Rev. méd. Chile v.138 n.10 Santiago oct. 2010

http://dx.doi.org/10.4067/S0034-98872010001100011 

Rev Med Chile 2010; 138: 1276-1280

Casos Clínicos

 

Invaginación intestinal en adultos como manifestación de enfermedad celíaca. Caso clínico

Celiac disease presenting as an intestinal intussusception. Report of one case

 

RODRIGO QUERA1, CLAUDIO HEINE T.a, ANDRÉS O’BRIEN2, LUIS CONTRERAS3

1Servicio de Gastroenterología. 2Servicio de Radiología. 3Anatomía Patológica. Clínica las Condes. aResidente. Servicio de Cirugía Hospital del Salvador.

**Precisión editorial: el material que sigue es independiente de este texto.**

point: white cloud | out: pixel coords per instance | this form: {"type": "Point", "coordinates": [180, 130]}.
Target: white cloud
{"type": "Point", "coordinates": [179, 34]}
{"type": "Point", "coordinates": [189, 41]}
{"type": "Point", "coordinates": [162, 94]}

Dirección para Correspondencia


Acute abdominal pain caused by perforation, intestinal lymphoma or intussusception is an uncommon manifestation in adult celiac disease. We report a 49 year-old female with history of irritable bowel syndrome and osteoporosis consulting for acute abdominal pain and severe abdominal distention. Abdominal CT scan and magnetic resonance imaging showed a jejunal intussusception and other radiological alterations that suggested the possibility of celiac disease. Serological antibodies (endomysial and transglutaminase antibodies), endoscopy and the pathological study of duodenal biopsies confirmed the diagnosis. With a gluten free diet, the patient remains asymptomatic.

(Key words: Celiac disease; Intussusception.)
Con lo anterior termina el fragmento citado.